Virtual assistants are increasingly integrated into our daily routines. They can help with everything from setting alarms to giving directions on a map and can even help people with disabilities manage their homes more easily. As we use these wizards, we also become more accustomed to using natural language to accomplish tasks we previously did by hand.
One of the biggest challenges in building a robust virtual assistant is identifying what a user wants and what information is needed to perform the task at hand. In the natural language processing (NLP) literature, this is mostly framed as a task-oriented dialogue analysis task, where a given dialog must be parsed by a system to understand the user’s intent and perform the operation to fulfill that intent. While the academic community has made progress in handling task-oriented dialog thanks to custom-purpose data sets, such as MultiWOZ, ABOVE, SMCalFlow, etc., progress is limited because these data sets lack the typical speech phenomena needed for model training to optimize language model performance. The resulting models often underperform, leading to dissatisfaction with attendee interactions. Relevant speech patterns may include reviews, fluency, code mixing, and the use of structured context surrounding the user’s environment, which may include the user’s notes, smart home devices, contact lists, etc.
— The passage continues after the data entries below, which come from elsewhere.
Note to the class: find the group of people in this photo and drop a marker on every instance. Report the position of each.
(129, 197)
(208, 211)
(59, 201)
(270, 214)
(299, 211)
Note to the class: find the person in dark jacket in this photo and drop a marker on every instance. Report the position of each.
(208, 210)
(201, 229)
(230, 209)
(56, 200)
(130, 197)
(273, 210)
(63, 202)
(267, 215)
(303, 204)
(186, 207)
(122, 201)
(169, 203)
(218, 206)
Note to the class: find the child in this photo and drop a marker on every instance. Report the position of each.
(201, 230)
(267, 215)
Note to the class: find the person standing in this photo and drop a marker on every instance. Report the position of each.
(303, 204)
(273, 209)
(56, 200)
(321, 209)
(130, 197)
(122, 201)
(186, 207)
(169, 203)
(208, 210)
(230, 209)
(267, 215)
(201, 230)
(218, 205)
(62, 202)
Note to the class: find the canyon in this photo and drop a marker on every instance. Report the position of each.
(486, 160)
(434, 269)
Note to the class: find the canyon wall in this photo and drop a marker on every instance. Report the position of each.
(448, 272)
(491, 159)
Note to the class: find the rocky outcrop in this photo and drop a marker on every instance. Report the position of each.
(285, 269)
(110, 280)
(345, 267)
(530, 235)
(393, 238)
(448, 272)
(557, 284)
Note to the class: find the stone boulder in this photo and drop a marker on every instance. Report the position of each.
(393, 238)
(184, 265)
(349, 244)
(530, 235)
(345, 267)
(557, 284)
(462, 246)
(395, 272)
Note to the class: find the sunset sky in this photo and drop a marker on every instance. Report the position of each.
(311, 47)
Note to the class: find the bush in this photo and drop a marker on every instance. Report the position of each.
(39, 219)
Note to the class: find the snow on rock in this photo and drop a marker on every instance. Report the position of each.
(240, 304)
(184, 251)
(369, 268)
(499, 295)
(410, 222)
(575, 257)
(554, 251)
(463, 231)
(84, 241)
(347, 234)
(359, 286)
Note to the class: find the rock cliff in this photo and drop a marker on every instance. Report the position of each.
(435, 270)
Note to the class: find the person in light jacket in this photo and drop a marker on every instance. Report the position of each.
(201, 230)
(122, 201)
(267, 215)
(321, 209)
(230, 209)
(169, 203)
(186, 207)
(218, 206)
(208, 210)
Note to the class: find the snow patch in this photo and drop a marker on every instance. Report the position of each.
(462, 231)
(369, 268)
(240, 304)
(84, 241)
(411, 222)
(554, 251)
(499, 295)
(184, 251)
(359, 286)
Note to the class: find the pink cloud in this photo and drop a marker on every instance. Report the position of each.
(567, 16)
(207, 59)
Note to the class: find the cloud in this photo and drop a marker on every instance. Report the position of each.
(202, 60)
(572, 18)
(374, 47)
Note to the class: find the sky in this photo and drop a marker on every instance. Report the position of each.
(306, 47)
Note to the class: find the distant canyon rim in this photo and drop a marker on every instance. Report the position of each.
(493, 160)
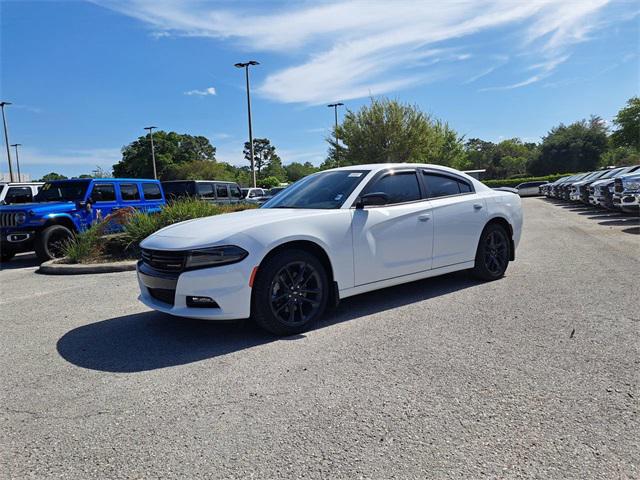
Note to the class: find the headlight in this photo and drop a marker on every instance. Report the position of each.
(215, 256)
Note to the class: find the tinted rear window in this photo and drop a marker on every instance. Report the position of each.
(151, 191)
(129, 192)
(179, 189)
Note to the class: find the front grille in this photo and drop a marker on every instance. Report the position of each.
(619, 188)
(164, 260)
(8, 220)
(163, 295)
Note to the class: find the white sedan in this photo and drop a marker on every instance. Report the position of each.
(331, 235)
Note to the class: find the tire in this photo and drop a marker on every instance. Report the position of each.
(290, 292)
(50, 241)
(5, 256)
(493, 253)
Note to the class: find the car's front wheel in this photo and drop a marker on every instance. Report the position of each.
(6, 255)
(291, 291)
(51, 241)
(493, 254)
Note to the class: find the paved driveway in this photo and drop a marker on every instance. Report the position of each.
(533, 376)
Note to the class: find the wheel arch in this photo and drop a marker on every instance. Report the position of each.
(504, 223)
(314, 249)
(63, 220)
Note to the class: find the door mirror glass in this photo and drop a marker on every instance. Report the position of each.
(373, 198)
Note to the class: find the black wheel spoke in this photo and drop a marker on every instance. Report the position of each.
(296, 293)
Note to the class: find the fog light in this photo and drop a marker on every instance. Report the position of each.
(201, 302)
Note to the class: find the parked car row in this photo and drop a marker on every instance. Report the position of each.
(613, 188)
(43, 216)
Consider the following dialog that illustrates a common instance when a user needs to review their expression:
A dialog conversation with a virtual assistant that includes a user review. |
The virtual assistant misinterprets the request and tries to call the wrong contact. Therefore, the user has to check his pronunciation to correct the wizard error. To correctly parse the last expression, the helper would also need to interpret the user’s special context; in this case, you would need to know that the user had a contact list saved on their phone that you should refer to.
Another common category of utterance that is a challenge for virtual assistants is code mixing, which occurs when the user switches from one language to another while speaking to the assistant. Consider the following statement:
A dialogue denoting a code mix between English and German. |
In this example, the user switches from English to German, where “Four o’clock” half “Four o’clock” in German.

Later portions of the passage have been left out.